July may be the hottest month of the year (hence the name Dog Days of Summer), but there’s plenty of awesome weaved in there, too. Not only is it National Blueberry Month (break out the granola and/or pie crusts), it’s also National Cell Phone Courtesy Month -- which sounds like blissful, wishful thinking. The second week of July is Nude Recreation Week (because who doesn’t want to roast all of their delicate bits), but most importantly, it’s National Anti-Boredom month. That means it’s basically illegal to be bored in July (“only boring people get bored!” mother used to wail) and the galleries in Downtown Pomona can ensure you don’t get cited for displaying ennui if you trek on down to the Art walk to give your brains a bump.
Metro Gallery opens “Detour,” a solo show by Charisse Abellana, an American-Filipino artist whose paintings are inspired by the values and cultures of both sides of her heritage, and 57 Underground presents the work of ART LAB GROUP in “HARMONY + ART = PEOPLE.” Curated by Oscar Leal, the project features paintings created by differently-abled artists as they listened to a variety of music styles, including classical, country and hip hop, and painted what they felt. The result is a fascinating exploration of how music influences creativity and produces unique understandings.
The Latino Art Museum presents the group show “Independence vs Independent,” featuring the work of Mati Russo, Eduardo Medrano. Charisse Abellana, Rigo Rivas, Lina Garcia, Carolina Garino-Tabit, Celeste Illazki, Juan Carlos Boxler, and David Cruz in their Main Salon East, as well as a Fundraising exhibition from their permanent collection of “Art on Paper,” in the Main Salon South.
Progress Gallery opens “InBetween,” a group show from Azusa Pacific University MFA graduate students Daniel Hall (installation), Norris Archer Harrington (photography), Diana Isho (narrative illustration), Brianne Witt (narrative drawing), John David Yanke (mattress spring sculptures), and Molly Zakrajsek (fine art pattern and design).
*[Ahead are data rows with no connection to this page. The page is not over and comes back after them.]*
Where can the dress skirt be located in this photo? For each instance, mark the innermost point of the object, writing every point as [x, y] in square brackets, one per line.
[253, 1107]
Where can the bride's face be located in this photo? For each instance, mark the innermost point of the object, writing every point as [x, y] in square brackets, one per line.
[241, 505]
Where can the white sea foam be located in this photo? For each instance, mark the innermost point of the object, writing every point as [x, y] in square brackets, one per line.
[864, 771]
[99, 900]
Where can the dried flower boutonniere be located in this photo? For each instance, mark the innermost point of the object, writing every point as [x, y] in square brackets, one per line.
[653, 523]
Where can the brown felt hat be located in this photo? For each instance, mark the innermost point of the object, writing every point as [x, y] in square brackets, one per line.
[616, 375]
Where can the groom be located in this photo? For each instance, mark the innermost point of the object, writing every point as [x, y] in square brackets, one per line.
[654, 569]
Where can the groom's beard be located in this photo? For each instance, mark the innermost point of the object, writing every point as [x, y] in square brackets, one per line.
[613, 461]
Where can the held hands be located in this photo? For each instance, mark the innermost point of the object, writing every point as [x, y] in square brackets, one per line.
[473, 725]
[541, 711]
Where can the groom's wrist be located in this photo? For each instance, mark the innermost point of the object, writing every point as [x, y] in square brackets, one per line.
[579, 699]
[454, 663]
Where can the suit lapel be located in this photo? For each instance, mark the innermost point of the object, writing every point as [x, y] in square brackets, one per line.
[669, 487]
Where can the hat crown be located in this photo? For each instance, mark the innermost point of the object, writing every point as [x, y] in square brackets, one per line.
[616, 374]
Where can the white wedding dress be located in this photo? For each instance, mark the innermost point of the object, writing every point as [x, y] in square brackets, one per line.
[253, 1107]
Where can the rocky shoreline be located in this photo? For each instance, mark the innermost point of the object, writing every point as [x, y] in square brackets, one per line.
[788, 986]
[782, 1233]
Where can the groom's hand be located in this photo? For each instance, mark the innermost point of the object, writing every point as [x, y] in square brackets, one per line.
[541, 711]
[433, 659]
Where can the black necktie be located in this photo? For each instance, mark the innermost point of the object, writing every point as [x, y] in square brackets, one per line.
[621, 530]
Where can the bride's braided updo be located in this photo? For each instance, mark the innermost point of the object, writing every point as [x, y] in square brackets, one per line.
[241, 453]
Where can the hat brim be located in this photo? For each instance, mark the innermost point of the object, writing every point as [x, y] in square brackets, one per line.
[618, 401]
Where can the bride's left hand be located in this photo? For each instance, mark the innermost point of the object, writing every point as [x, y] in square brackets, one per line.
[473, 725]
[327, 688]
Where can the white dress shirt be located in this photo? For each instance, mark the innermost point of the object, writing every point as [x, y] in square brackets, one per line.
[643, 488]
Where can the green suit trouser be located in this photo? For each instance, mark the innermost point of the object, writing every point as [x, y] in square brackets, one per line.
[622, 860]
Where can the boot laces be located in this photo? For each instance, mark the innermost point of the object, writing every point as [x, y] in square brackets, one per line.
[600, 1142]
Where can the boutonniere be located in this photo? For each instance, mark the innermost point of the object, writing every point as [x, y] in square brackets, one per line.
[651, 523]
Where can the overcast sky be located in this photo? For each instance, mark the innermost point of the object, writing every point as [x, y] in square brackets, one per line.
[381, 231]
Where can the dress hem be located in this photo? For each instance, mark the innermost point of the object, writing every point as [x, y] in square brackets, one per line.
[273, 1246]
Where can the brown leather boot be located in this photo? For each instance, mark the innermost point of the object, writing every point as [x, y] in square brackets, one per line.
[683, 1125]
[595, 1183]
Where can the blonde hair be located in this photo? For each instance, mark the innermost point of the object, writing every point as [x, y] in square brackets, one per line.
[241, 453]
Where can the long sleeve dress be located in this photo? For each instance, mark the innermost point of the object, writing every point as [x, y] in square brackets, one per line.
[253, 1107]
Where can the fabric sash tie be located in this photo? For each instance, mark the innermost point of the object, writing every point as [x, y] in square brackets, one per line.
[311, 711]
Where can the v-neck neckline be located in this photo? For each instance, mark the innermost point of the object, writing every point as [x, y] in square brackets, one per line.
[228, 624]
Focusing on the spaces in-between art and understanding, the exhibit offers up images and objects for viewers to reconsider, and reflect upon the way connections are made between multifarious worlds.
The Alley Gallery dips into the spicy side of life and art with “Bondage Art Exhibition,” focusing on the exotic, erotic, and fetish worlds that create their own kind of artistic expression. Guests must be 18+ to attend.
Last but not least, the dA Center for the Arts continues last month’s group show “Sanctuary,” which explores the current climate of fear and isolation thrust upon vulnerable populations in our own country and across the world, offering love, hope and solidarity with those seeking refuge in the light.